Silviano Santiago não foi criado dentro de uma biblioteca por uma ‘injustiça’ geracional. “Já vou fazer 80 anos e, portanto, fiz parte de um Brasil muito diferente. Praticamente não havia bibliotecas”, conta. Em compensação, teve um mentor em Belo Horizonte, onde passou a adolescência após deixar o interior de Minas Gerais. “A minha primeira entrada no universo dos livros e em particular no universo da literatura foi através dos empréstimos de uma pessoa que eu chamo hoje de mentor, [o poeta] Jacques do Prado Brandão (1924-2007)”, relembra.
Essa e outras experiências serão divididas com o público da Biblioteca Pública do Paraná (Rua Cândido Lopes, 133) nesta quarta-feira, a partir das 19h30, na primeira edição da série de encontros “Um Escritor na Biblioteca” do ano.

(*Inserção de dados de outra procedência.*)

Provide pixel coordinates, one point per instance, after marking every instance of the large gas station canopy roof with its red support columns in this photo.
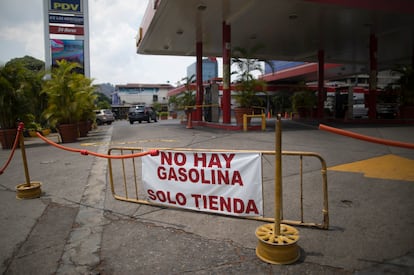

Em outubro, está confirmada a vinda do jornalista Zuenir Ventura.
Mil Rosas Roubadas
Santiago adapta uma frase do poeta Mallarmé francês para explicar como costurou o romance “Mil Rosas Roubadas”. “A frase célebre dele é ‘a destruição foi minha Beatriz (a grande musa de ‘A Divina Comédia’)’. Costumo dizer que a minha Beatriz (inspiração) é a fragmentação”.
O romance não tem estrutura simples: está contida ali parte de sua própria biografia e a do jornalista e produtor musical Ezequiel Neves, o Zeca, que, entre tantas atividades, lançou a carreira de Cazuza no Barão Vermelho.
Os dois se conheceram ainda adolescentes em Belo Horizonte e tiveram uma relação que se transformou em amizade longeva: durou até a morte de Zeca, em 2010. “Tentei trabalhar não a biografia de uma pessoa, mas o relacionamento de duas pessoas que são totalmente diferentes, ele, um .... loca e eu um professor universitário”, lembra.
A história é organizada por fragmentos. “Para compreender o que eu faço é preciso uma noção de acaso. A trama se desenvolve muito pela aproximação de acontecimentos, de descobertas e sentimentos que aparentemente são contraditórios”, explica.
Como a alternância de protagonismo no romance. Narrador e personagem se equivalem. “Essa é a graça do livro. Pouco a pouco, o narrador vai descobrindo que o personagem é mais forte”, resume.
“Também tive uma outra forma de me aproximar dos livros. Primeiro foi a anárquica, com os títulos que Jacques gostava e tinha em sua biblioteca. Depois foi a acadêmica, quando decidi fazer vestibular para Letras na universidade. Então, de repente, a literatura começou a ser vista de uma maneira mais racional”, lembra. A primeira grande biblioteca que conheceu foi no início dos anos 1960, quando foi fazer o doutorado na França.
Esse aspecto foi determinante para Santiago, habilidoso ensaísta, romancista, poeta e professor (aposentou-se pela Universidade Federal Fluminense). “Foi muito importante para mim, porque eu sou um ensaísta muito rebelde e, ao mesmo tempo, um ficcionista que não tem medo de trabalhar a trama em sua maneira mais sofisticada”, revela ele, que também cultiva uma biblioteca particular considerável. “Se entrar mais um livro, eu vou ter que sair”, diz, sobre seu apartamento de quarto e sala no Rio de Janeiro.
Trabalho rígido
Santiago ganhou no ano passado o prêmio Oceanos (antigo Portugal Telecom) por “Mil Rosas Roubadas”, romance publicado em 2014. No próximo dia 29, o escritor completa oito décadas de vida. “Infelizmente. Você pensa que é bom estar velho? ”, provoca. “Estou brincando. Continuo criativo. Trabalho muito”, ri.
E não é força de expressão. O escritor mantém uma rígida rotina de produção. “Sou uma pessoa meio religiosa no escritório [onde se dedica à leitura e à escrita]. Não tem biscoitinho, não tem garrafinha de água, não tem absolutamente nada. É para manter a atenção às coisas que estou fazendo”.
O mineiro diz que “vive de encomendas”, referindo-se aos inúmeros ensaios que escreveu paralelamente à ficção. Os trabalhos mais recentes são um romance sobre os últimos cinco anos de Machado de Assis e um ensaio sobre “Grande Sertão: Veredas”, de Guimarães Rosa.